Karena perlu disadari, bahwa untuk memajukan kebudayaan sebagaimana amanat UU No. 5 Tahun 2017 tentang pemajuan kebudayaan, perlu dilakukan secara terus menerus dan berkesinambungan yang tidak bisa diputus oleh siklus lima tahunan saat pergantian rezim kekuasaan. Sebagaimana negara Korea Selatan yang tetap konsisten pada tujuannnya menjadi negara adikuasa dalam industri berbasis kebudayaan dan kreativitas.
Kembali ditegaskan bahwa, pembentukan Kementerian Kebudayaan menjadi sangat penting dan mendesak. Pembentukan ini akan menjadi solusi dari keterbatasannya selama ini, di antaranya kurangnya kesadaran dan partisipasi publik, kendala implementasi kebijakan, kendala keterbatasan sumber daya, serta banyak kendala lainnya.

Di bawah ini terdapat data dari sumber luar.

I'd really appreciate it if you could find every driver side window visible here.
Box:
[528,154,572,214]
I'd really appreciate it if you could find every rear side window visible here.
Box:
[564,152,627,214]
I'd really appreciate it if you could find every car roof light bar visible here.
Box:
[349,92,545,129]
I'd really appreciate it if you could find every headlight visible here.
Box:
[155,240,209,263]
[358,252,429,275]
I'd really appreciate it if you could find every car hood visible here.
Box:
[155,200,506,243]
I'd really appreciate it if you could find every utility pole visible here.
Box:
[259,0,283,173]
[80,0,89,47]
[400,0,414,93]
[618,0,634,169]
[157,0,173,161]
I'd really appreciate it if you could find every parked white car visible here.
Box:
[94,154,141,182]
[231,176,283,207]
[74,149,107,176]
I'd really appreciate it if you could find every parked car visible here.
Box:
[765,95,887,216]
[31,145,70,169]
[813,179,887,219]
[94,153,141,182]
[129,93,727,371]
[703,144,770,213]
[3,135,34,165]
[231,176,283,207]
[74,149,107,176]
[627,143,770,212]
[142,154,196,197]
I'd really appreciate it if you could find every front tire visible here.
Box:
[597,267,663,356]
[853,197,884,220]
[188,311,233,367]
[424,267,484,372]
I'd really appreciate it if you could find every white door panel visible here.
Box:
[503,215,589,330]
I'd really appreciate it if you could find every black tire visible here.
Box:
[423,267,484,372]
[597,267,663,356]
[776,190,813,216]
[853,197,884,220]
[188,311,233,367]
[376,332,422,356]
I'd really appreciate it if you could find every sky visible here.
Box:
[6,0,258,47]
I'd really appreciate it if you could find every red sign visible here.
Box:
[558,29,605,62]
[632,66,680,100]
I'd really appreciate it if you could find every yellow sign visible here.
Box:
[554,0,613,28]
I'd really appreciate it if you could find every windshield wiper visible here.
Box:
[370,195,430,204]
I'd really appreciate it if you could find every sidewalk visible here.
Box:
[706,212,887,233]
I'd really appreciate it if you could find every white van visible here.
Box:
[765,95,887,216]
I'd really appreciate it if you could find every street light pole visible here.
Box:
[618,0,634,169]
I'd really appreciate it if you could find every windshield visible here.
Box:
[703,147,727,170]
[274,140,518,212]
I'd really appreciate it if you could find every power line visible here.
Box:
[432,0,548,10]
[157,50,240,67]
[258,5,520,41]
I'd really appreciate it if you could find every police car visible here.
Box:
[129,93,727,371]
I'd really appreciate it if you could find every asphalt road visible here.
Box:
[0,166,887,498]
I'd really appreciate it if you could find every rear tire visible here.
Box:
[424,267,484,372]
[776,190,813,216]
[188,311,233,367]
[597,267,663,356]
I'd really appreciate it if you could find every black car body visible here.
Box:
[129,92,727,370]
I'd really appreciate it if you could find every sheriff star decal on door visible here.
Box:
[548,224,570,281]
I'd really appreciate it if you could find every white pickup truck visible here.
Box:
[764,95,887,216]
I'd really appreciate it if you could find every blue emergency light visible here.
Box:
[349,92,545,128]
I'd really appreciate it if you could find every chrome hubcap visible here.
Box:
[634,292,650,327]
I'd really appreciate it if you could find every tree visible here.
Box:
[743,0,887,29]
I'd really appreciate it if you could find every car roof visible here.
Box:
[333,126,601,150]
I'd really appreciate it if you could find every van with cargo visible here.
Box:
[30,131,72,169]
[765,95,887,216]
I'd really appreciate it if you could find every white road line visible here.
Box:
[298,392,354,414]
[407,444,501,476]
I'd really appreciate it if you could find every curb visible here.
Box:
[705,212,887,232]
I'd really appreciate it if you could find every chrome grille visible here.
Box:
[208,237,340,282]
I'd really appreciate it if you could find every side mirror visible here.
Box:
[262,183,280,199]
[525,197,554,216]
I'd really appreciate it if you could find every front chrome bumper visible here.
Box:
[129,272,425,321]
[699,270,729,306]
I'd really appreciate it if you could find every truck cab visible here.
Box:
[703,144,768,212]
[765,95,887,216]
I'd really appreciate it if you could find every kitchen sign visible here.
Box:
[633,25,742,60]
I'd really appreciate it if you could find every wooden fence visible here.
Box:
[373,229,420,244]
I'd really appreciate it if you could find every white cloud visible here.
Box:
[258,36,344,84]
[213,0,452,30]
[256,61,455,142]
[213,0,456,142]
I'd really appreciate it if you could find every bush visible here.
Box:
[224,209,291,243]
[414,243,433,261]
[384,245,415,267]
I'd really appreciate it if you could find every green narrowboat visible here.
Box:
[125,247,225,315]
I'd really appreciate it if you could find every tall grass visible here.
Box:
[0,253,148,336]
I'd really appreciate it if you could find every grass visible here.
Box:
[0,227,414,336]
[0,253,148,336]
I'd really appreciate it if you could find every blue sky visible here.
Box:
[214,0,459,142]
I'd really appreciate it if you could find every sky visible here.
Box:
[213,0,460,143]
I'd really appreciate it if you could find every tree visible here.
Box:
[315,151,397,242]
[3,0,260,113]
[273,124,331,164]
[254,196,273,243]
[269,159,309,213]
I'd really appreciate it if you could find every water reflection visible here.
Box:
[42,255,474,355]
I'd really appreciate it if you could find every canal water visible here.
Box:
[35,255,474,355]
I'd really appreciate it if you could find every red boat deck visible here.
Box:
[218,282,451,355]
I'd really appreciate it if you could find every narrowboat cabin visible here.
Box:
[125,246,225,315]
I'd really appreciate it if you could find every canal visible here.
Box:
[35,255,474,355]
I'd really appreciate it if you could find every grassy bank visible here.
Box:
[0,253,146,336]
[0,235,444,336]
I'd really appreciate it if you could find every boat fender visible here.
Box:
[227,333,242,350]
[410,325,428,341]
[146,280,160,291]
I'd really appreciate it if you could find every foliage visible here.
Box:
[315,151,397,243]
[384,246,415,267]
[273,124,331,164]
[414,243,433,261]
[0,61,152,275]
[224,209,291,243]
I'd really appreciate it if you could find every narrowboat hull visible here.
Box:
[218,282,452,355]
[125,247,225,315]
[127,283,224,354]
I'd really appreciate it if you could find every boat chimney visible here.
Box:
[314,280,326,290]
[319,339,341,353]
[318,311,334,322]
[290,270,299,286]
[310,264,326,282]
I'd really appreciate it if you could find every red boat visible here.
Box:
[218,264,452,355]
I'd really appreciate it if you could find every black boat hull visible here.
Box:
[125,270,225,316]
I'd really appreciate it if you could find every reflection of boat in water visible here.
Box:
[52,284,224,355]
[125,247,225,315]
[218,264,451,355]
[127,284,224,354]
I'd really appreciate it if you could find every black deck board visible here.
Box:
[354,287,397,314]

Di samping itu, pembentukan Kementerian Kebudayaan akan dapat lebih memantik daerah-daerah di Indonesia untuk lebih fokus mengurus kebudayaan serta meningkatkan kualitas sumber daya manusia. Apabila komitmen ini sudah menjadi gerakan bersama yang saling menguatkan, dapat diyakini Indonesia dapat memujudkan impiannya menjadi negara adidaya kebudayaan. Sebagaimana pesan Bung Karno dalam amanat Trisakti untuk menjadikan Indonesia ke depannya sebagai bangsa berkepribadian dalam kebudayaan, berdikari dalam ekonomi, dan mandiri secara politik. (*)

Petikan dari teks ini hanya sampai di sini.